Historic house in Alabama, United States

The Doit W. McClellan Lustron House is a historic enameled steel prefabricated house in Jackson, Alabama, United States. Designed and constructed by the Lustron Corporation, this example is one of two in Jackson. The other, the J. P. McKee Lustron House, is just around the corner from the McClellan Lustron.

Lustron houses were only produced during a two-year period, with 2,495 known to have been made. Only roughly 2,000 of these are still in existence. Many of those that do remain have been altered significantly. Twenty Lustron houses are known to have been ordered in Alabama, although it is not clear if twenty were erected. Only eleven remained in 2000. Architectural historians with the Alabama Historical Commission believe that the two in Jackson may have been the first erected in the state.

The house forms part of the National Register of Historic Places' Lustron Houses in Alabama MPS. It was placed on the National Register on February 24, 2000, due to its architectural significance.

==History==
Both of the Lustron houses in Jackson were erected in 1949 by a local Lustron dealer, J. P. McKee of McKee Construction Company.

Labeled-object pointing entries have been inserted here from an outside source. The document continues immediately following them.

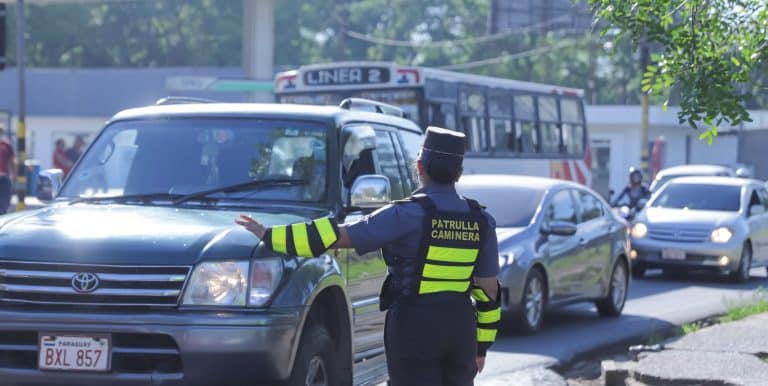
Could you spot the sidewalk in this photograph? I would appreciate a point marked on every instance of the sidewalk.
(734, 353)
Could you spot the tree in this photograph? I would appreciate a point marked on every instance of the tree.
(713, 53)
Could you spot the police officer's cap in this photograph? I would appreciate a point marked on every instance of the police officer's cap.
(444, 141)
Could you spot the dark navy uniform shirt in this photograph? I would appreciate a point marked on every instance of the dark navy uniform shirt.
(398, 227)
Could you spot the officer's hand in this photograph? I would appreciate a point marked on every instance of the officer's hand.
(251, 225)
(480, 361)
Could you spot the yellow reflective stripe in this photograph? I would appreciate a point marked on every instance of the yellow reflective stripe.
(279, 239)
(492, 316)
(301, 240)
(452, 255)
(325, 229)
(428, 287)
(447, 272)
(486, 335)
(479, 295)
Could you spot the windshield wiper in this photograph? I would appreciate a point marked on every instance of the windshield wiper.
(248, 185)
(128, 197)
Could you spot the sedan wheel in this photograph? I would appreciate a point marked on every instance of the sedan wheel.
(617, 293)
(533, 301)
(745, 263)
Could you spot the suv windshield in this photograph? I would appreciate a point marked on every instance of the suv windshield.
(186, 156)
(699, 197)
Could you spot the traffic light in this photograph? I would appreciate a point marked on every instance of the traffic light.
(2, 35)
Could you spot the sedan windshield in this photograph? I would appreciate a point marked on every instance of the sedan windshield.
(699, 197)
(182, 157)
(510, 207)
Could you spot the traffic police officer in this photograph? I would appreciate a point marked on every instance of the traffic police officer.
(441, 250)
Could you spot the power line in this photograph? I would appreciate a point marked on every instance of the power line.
(449, 43)
(505, 58)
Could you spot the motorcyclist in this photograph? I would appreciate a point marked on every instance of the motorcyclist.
(635, 190)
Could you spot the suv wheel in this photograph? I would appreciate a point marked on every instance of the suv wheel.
(531, 314)
(638, 271)
(315, 362)
(745, 263)
(612, 305)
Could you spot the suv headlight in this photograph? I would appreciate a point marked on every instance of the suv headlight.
(233, 283)
(721, 235)
(639, 230)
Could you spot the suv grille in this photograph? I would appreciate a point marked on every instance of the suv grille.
(108, 285)
(679, 234)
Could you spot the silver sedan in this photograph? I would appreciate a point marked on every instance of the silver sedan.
(718, 224)
(559, 243)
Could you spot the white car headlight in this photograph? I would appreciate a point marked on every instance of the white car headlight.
(639, 230)
(721, 235)
(218, 283)
(233, 283)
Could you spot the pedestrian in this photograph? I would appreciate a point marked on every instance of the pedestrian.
(7, 172)
(440, 249)
(60, 158)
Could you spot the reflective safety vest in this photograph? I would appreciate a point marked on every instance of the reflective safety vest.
(450, 245)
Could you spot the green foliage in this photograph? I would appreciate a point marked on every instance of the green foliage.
(711, 52)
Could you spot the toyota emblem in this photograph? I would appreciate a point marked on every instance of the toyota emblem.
(85, 282)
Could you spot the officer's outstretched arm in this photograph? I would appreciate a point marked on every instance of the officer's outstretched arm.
(486, 292)
(312, 238)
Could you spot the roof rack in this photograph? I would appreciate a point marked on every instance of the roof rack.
(361, 104)
(172, 100)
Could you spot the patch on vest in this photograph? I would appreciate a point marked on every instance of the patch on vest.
(455, 230)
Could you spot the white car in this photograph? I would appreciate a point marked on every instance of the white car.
(718, 224)
(667, 174)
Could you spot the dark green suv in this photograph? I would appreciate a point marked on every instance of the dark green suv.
(136, 274)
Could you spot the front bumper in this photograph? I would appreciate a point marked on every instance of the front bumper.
(158, 348)
(698, 256)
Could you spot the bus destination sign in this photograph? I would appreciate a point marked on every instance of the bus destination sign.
(341, 76)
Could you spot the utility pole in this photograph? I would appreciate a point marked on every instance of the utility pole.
(644, 164)
(21, 126)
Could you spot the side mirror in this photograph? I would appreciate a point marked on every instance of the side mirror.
(756, 209)
(559, 228)
(370, 192)
(48, 184)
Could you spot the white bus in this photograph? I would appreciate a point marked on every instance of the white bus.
(512, 127)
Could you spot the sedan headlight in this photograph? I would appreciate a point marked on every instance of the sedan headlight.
(639, 230)
(721, 235)
(505, 259)
(233, 283)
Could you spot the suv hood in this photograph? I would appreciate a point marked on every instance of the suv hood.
(129, 234)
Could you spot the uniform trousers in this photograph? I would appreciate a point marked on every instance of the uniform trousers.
(431, 341)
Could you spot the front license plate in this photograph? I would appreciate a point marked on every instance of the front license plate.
(74, 353)
(673, 254)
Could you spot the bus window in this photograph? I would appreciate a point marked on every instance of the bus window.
(573, 138)
(442, 115)
(526, 139)
(502, 136)
(524, 107)
(548, 124)
(474, 129)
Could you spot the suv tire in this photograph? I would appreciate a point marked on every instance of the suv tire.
(613, 304)
(533, 303)
(316, 364)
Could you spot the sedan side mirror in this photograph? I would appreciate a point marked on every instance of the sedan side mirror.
(370, 192)
(559, 228)
(756, 209)
(48, 184)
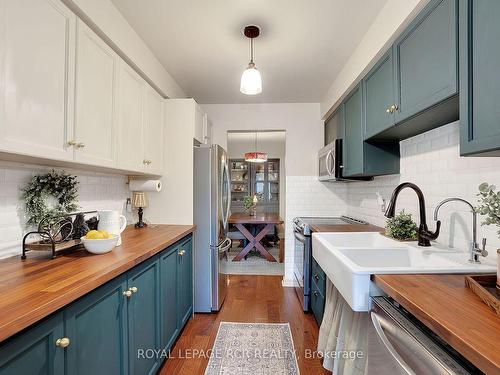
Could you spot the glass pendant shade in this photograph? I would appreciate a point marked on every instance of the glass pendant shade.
(256, 157)
(251, 81)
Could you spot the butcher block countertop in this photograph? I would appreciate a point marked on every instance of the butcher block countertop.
(454, 312)
(346, 228)
(34, 288)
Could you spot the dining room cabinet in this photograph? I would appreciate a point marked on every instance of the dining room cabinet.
(37, 66)
(95, 131)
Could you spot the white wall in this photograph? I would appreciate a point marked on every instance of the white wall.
(390, 22)
(110, 23)
(97, 191)
(301, 121)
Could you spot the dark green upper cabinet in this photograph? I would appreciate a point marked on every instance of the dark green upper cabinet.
(361, 158)
(426, 59)
(479, 77)
(378, 96)
(143, 317)
(334, 126)
(97, 327)
(35, 351)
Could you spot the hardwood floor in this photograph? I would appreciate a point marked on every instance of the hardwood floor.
(254, 299)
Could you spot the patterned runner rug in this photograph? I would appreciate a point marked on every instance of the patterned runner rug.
(253, 349)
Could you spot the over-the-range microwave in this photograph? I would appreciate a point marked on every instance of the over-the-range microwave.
(330, 166)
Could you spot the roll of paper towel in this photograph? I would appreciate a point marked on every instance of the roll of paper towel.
(145, 185)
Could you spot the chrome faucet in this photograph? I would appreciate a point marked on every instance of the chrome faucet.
(424, 235)
(475, 251)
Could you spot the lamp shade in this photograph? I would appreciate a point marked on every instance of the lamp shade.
(251, 81)
(139, 199)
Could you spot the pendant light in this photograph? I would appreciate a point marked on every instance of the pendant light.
(256, 156)
(251, 81)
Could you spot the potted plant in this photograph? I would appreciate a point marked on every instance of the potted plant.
(401, 227)
(249, 203)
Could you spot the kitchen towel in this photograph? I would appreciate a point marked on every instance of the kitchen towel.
(343, 335)
(145, 185)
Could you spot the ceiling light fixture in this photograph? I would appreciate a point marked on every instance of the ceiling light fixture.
(251, 81)
(256, 156)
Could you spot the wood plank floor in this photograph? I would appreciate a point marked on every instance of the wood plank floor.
(252, 299)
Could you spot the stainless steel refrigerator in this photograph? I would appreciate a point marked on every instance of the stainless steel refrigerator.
(212, 204)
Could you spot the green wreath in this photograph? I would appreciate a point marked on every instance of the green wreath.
(61, 186)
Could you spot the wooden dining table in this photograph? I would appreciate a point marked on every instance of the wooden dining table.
(268, 220)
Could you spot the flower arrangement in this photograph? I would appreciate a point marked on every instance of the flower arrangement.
(402, 227)
(60, 186)
(489, 204)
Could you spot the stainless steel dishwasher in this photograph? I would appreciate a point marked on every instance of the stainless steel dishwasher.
(399, 344)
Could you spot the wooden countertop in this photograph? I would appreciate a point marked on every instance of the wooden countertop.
(446, 306)
(38, 286)
(346, 228)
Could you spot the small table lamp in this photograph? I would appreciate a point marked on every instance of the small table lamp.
(139, 200)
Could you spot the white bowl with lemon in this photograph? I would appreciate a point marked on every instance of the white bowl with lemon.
(99, 241)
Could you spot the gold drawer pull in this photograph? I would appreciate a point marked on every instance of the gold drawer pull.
(63, 342)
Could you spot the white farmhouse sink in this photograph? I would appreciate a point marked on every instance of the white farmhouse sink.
(349, 259)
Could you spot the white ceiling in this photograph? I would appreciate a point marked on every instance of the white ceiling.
(303, 44)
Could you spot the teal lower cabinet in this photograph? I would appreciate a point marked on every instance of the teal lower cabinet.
(318, 291)
(169, 327)
(479, 78)
(185, 282)
(119, 328)
(97, 327)
(35, 350)
(362, 158)
(143, 317)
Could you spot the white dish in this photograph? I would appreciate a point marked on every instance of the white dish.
(349, 260)
(100, 246)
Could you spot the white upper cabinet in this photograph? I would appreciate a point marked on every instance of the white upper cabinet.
(153, 132)
(130, 95)
(96, 70)
(37, 48)
(199, 116)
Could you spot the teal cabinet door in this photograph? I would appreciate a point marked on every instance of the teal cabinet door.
(35, 352)
(479, 77)
(378, 97)
(144, 317)
(353, 134)
(334, 126)
(97, 327)
(168, 297)
(426, 59)
(185, 281)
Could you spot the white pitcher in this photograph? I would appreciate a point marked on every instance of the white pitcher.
(113, 222)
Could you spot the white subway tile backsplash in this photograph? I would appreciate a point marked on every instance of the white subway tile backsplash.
(96, 191)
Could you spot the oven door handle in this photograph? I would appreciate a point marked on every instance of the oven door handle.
(300, 237)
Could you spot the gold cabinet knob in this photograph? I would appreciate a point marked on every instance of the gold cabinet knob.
(63, 342)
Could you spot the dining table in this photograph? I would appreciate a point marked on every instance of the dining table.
(267, 220)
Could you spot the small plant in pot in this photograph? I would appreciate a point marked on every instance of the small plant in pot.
(402, 227)
(249, 203)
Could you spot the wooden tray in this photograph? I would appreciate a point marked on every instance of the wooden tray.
(484, 286)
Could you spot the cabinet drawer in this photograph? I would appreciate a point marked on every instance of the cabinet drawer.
(317, 302)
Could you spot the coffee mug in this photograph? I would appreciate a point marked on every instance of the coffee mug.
(113, 222)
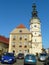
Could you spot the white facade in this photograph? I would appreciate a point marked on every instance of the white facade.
(35, 29)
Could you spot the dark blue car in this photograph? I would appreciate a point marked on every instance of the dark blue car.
(30, 59)
(8, 58)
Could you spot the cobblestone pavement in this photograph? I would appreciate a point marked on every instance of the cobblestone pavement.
(21, 62)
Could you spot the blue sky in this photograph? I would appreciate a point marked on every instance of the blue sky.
(15, 12)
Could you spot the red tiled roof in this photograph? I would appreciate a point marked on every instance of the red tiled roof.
(4, 39)
(21, 26)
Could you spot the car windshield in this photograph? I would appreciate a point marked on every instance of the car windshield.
(20, 54)
(28, 56)
(8, 54)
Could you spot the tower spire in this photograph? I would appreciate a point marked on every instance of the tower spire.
(34, 12)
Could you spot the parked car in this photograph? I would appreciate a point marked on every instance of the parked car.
(8, 58)
(42, 56)
(46, 61)
(20, 56)
(30, 59)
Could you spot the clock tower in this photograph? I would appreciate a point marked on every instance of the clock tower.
(35, 29)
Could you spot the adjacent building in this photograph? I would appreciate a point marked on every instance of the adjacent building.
(35, 29)
(25, 41)
(20, 39)
(4, 44)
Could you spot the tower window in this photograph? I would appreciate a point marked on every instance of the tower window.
(20, 38)
(14, 37)
(35, 26)
(25, 46)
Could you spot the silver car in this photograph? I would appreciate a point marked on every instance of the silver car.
(42, 57)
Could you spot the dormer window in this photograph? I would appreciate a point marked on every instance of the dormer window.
(35, 26)
(20, 30)
(14, 37)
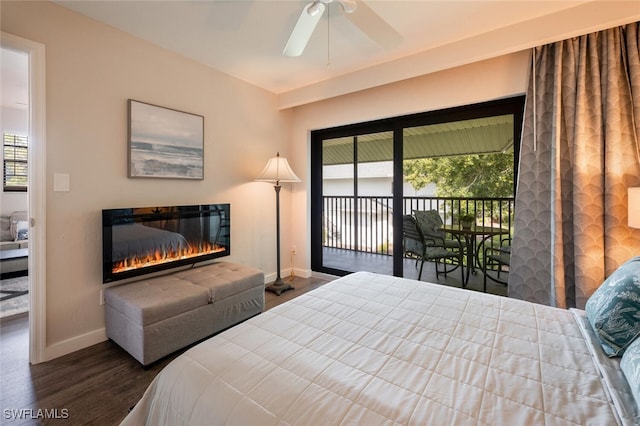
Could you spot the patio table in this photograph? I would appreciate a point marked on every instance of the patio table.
(470, 236)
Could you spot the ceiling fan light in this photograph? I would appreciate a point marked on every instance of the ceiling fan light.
(314, 8)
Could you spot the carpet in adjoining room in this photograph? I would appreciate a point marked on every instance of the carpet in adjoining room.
(13, 302)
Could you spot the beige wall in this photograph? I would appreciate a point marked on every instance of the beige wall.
(91, 71)
(13, 120)
(482, 81)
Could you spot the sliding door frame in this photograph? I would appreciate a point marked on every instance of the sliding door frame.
(513, 105)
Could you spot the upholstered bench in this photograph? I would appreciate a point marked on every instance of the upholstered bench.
(155, 317)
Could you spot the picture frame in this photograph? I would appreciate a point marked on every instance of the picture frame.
(164, 143)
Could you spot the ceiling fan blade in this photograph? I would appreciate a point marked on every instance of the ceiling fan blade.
(374, 26)
(301, 33)
(348, 6)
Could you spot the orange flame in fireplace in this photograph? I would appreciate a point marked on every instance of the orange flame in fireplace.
(159, 257)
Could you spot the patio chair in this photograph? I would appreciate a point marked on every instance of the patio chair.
(417, 246)
(499, 257)
(431, 224)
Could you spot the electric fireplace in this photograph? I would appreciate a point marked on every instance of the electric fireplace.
(141, 240)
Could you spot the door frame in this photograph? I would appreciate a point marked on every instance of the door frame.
(510, 105)
(37, 191)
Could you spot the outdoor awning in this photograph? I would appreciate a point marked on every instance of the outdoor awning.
(476, 136)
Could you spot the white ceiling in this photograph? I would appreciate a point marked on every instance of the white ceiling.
(245, 38)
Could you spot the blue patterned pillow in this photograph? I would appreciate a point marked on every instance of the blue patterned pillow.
(630, 365)
(614, 309)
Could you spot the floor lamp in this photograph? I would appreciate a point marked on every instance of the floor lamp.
(277, 170)
(634, 207)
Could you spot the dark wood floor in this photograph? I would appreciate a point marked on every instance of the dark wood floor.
(96, 385)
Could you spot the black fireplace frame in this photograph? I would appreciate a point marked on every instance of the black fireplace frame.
(213, 223)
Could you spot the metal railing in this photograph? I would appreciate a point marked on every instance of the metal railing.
(365, 224)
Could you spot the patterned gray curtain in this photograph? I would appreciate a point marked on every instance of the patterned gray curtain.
(580, 152)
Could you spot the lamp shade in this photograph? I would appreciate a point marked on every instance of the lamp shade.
(277, 170)
(634, 207)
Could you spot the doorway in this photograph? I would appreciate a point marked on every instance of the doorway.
(361, 188)
(37, 186)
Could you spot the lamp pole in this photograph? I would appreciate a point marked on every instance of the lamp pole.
(277, 170)
(278, 285)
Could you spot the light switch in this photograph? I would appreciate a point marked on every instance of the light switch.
(61, 182)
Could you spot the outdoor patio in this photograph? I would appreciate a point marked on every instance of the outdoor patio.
(349, 260)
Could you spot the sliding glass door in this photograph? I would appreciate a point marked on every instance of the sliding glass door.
(364, 177)
(357, 177)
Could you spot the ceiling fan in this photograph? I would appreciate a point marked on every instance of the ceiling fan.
(357, 12)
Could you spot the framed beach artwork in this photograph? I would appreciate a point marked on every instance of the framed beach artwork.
(165, 143)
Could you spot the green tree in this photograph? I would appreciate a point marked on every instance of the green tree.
(486, 175)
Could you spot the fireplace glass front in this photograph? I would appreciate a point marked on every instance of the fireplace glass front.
(141, 240)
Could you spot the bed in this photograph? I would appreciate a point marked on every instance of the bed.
(372, 349)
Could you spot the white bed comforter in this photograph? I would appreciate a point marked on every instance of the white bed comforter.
(369, 349)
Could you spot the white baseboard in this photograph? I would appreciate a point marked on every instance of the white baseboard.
(74, 344)
(286, 273)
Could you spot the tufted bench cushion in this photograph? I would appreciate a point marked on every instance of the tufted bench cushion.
(155, 317)
(149, 301)
(223, 279)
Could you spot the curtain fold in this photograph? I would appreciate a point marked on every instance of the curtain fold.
(579, 154)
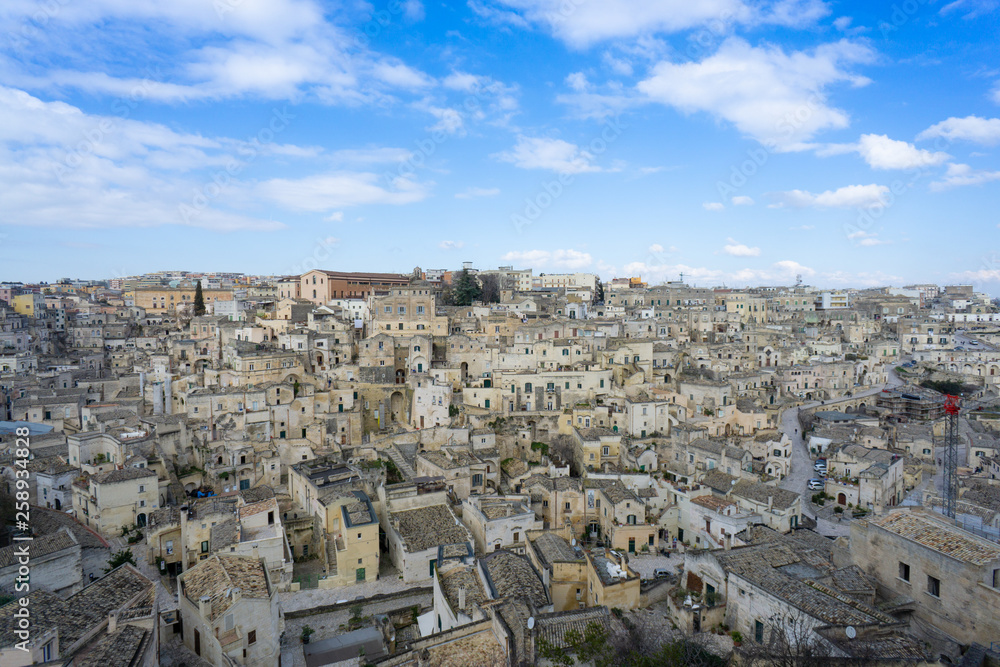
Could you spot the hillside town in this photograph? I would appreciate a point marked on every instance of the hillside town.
(475, 467)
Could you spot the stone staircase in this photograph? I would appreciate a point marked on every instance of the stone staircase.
(397, 457)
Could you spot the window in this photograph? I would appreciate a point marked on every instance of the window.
(933, 586)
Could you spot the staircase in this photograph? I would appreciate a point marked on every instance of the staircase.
(397, 457)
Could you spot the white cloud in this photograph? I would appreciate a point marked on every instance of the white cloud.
(881, 152)
(959, 175)
(449, 120)
(849, 196)
(774, 97)
(269, 49)
(474, 192)
(497, 16)
(569, 260)
(580, 23)
(577, 81)
(737, 249)
(323, 192)
(971, 128)
(62, 167)
(866, 239)
(413, 10)
(554, 154)
(782, 272)
(368, 156)
(978, 276)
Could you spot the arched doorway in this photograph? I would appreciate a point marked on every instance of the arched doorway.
(396, 406)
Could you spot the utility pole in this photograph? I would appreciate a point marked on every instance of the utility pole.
(951, 408)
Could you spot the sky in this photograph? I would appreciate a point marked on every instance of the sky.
(731, 142)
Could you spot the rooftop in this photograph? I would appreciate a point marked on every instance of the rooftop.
(427, 527)
(218, 576)
(939, 536)
(512, 575)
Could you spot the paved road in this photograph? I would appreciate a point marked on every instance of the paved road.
(802, 462)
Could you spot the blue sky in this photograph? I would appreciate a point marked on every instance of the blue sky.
(734, 141)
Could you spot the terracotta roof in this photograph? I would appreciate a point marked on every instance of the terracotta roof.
(512, 575)
(939, 536)
(427, 527)
(121, 475)
(216, 577)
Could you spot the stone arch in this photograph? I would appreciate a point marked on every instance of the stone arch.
(396, 407)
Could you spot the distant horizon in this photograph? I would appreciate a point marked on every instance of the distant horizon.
(734, 141)
(602, 279)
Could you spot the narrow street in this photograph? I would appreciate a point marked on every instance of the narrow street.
(802, 462)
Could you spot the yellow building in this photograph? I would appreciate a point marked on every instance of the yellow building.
(168, 299)
(30, 305)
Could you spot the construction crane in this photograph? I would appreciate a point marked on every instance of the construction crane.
(951, 409)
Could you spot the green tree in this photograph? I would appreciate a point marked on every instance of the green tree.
(119, 558)
(199, 300)
(466, 289)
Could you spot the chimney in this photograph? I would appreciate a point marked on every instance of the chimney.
(205, 606)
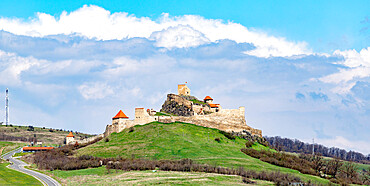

An open house for both Lustrons was held beginning on April 16, 1949. As of 2000, the exteriors of both houses were in near-to-original condition. Both were being utilized as rental properties.

==Architecture==
The J. P. McKee Lustron House is an example of Lustron's "Westchester" 2-bedroom model. It retains the original enameled steel roof, wall panels, and "zig-zag" support column. Lustron houses came in four exterior colors, the McClellan Lustron is in the company's "Dove Gray" color. The panels have since been painted over and changed to white.